Dass es in Dortmund eine starke rechte Szene gibt, erklärte er sich damit, dass es einige Einzelpersonen gebe, die Menschen anzögen. Deshalb müsse die Zivilgesellschaft klar Stellung beziehen, so Coersmeier.

OB Sierau: Menschenverachtender Ungeist

Dennis Giemsch, einziges Mitglied der rechtsextremen Partei im Stadtrat, hatte schriftlich gefragt, wieviele Juden in Dortmund wohnen und ob sich ihre Zahl nach Stadtbezirken aufschlüsseln lasse. Jedes Ratsmitglied hat das Recht, Anfragen an die Verwaltung stellen.

Vor dem Hintergrund des Holocaust-Verbrechens zeuge die Anfrage von "einem unerhörten menschenverachtenden, antisemitischen und rassistischen Ungeist", teilte Oberbürgermeister Ullrich Sierau mit. Die Stadt Dortmund werde die Anfrage dem polizeilichen Staatsschutz zur Verfügung stellen.

"Reine Provokation"

Aber: "Das ist aus unserer Sicht reine Provokation", sagte ein Sprecher der Stadt. Der Oberbürgermeister kündigte an, die Fragen im Rahmen des geltenden Rechts so zurückhaltend wie möglich zu beantworten. "Wir freuen uns über jedes Kind, jede Frau und jeden Mann jüdischen Glaubens, der hier in Dortmund mit uns zusammen leben will", betonte Sierau.

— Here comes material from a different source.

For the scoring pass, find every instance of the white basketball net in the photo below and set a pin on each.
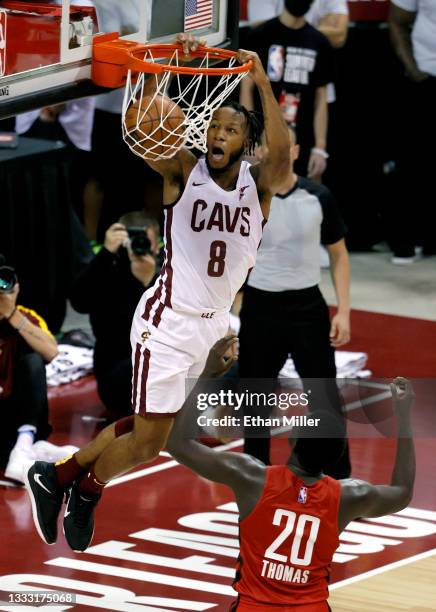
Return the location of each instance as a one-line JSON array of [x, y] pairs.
[[198, 95]]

Weiter betonte der Oberbürgermeister, dass das Nazi-Terrorregime die jüdischen Mitbürger in den 1930er- und 1940er-Jahren systematisch verfolgt, versklavt und umgebracht habe. 2.078 Juden aus Dortmund seien zwischen 1933 und 1945 ermordet worden. Heute habe die jüdische Gemeinde Dortmund mit etwa 3.700 Mitgliedern wieder eine Stärke erreicht, die in der Nähe derjenigen "vor der dunkelsten Zeit der deutschen Geschichte" liege.

Empörung bei den Parteien

Auch Ministerpräsidentin Hannelore Kraft (SPD) äußerte sich empört: "Demokratische Gremien für antisemitische Nazi-Provokationen zu missbrauchen, ist widerwärtig. Das müssen wir im Keim ersticken", sagte sie der in Bielefeld erscheinenden "Neuen Westfälischen".  

"Von dieser Anfrage bis zur Wiedereinführung des Judensterns ist der Weg nicht weit", sagte der Landesvorsitzende der NRW-Grünen, Sven Lehman. Der Dortmunder CDU-Bundestagsabgeordnete Stefen Kanitz regte ein Verbot der Partei "Die Rechte" an. Der Präsident des Zentralrats der Juden in Deutschland, Dieter Graumann, sprach von einem "abscheulichen und perfiden Antisemitismus".